Der neue Reanimationszyklus: Verhältnis von Kompression zu Beatmung
Bei Atem- und Kreislaufstillstand wird das Verhältnis von Herzdruckmassage zu Beatmung
von bisher 15 : 2 auf jetzt 30 : 2 erhöht. Diese neue Regel soll auch bei 2 Helfern
angewendet werden. Einzige Ausnahme ist die Wiederbelebung von Kindern (außer Neugeborenen)
durch 2 professionelle Helfer, bei der weiterhin ein Verhältnis von 15 : 2 gilt.
Außerdem sollen Laien-Ersthelfer nicht mehr nach komplizierten Zeichen für einen Herz-Kreislauf-Stillstand
suchen, bevor sie eine Herzmassage beginnen. Bei Erwachsenen wird zudem auf die initiale
Beatmung verzichtet.
Defibrillatoren auch an öffentlichen Orten mit hohem Publikumsverkehr
Die neuen Richtlinien schlagen vor, dass an Orten mit hohem Publikumsverkehr Defibrillatoren
installiert werden, die von Laien bedient werden können.
Defibrillationsmodus
Eine Defibrillationssequenz mit 3 Schocks ist nicht mehr vorgesehen. Ab sofort soll
bei initialem Kammerflimmern oder ventrikulärer Tachykardie nur noch einmal pro Zyklus
defibrilliert werden. Daran schließt sich unmittelbar eine 2-minütige Herzmassage
an.

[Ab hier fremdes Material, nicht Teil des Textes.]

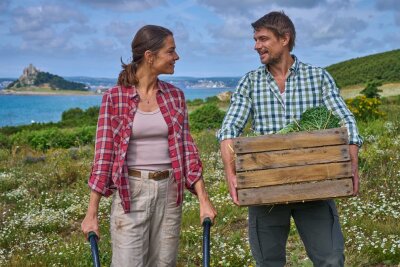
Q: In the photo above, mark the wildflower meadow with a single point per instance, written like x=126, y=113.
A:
x=44, y=196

Mit dieser soll also nicht mehr gewartet werden, bis der Herzrhythmus analysiert
ist, denn jede auch kurze Unterbrechung der Herzmassage verschlechtert die Prognose.
Hypothermie und Thrombolyse können Leben retten
Bewusstlose Patienten, die nach einem Herzstillstand in das Krankenhaus eingeliefert
werden, sollten für 12 - 24 Stunden auf 32 - 34 °C gekühlt werden. Auch Kinder können
von einer milden Hypothermie nach Kreislaufstillstand profitieren.
Erstmals wurde die Anwendung von Thrombolytika während der Reanimation in die Richtlinien
aufgenommen. Insbesondere wenn eine Lungenembolie als Ursache eines Herzstillstandes
vermutet wird, sollten der Einsatz eines Thrombolytikums erwogen und die Reanimation
für 60 - 90 Minuten weitergeführt werden. Ähnliches gilt auch beim Verdacht auf einen
Herzinfarkt, wenn der Patient durch konventionelle Maßnahmen nicht zu stabilisieren
ist.
Der Beitrag der Europäer
An der Ausarbeitung des den Richtlinien zugrunde liegenden ILCOR-Dokumentes waren
die Europäer maßgeblich beteiligt. Diese Beteiligung beschränkte sich nicht nur auf
die überaus aktive Teilnahme an allen Konferenzen. Vielmehr basieren viele der relevanten
Änderungen in den neuen Richtlinien auf klinischen und experimentellen Studien aus
Europa. Die europäische Reanimationsforschung ist international sehr hoch angesiedelt
und mittlerweile auch entsprechend angesehen.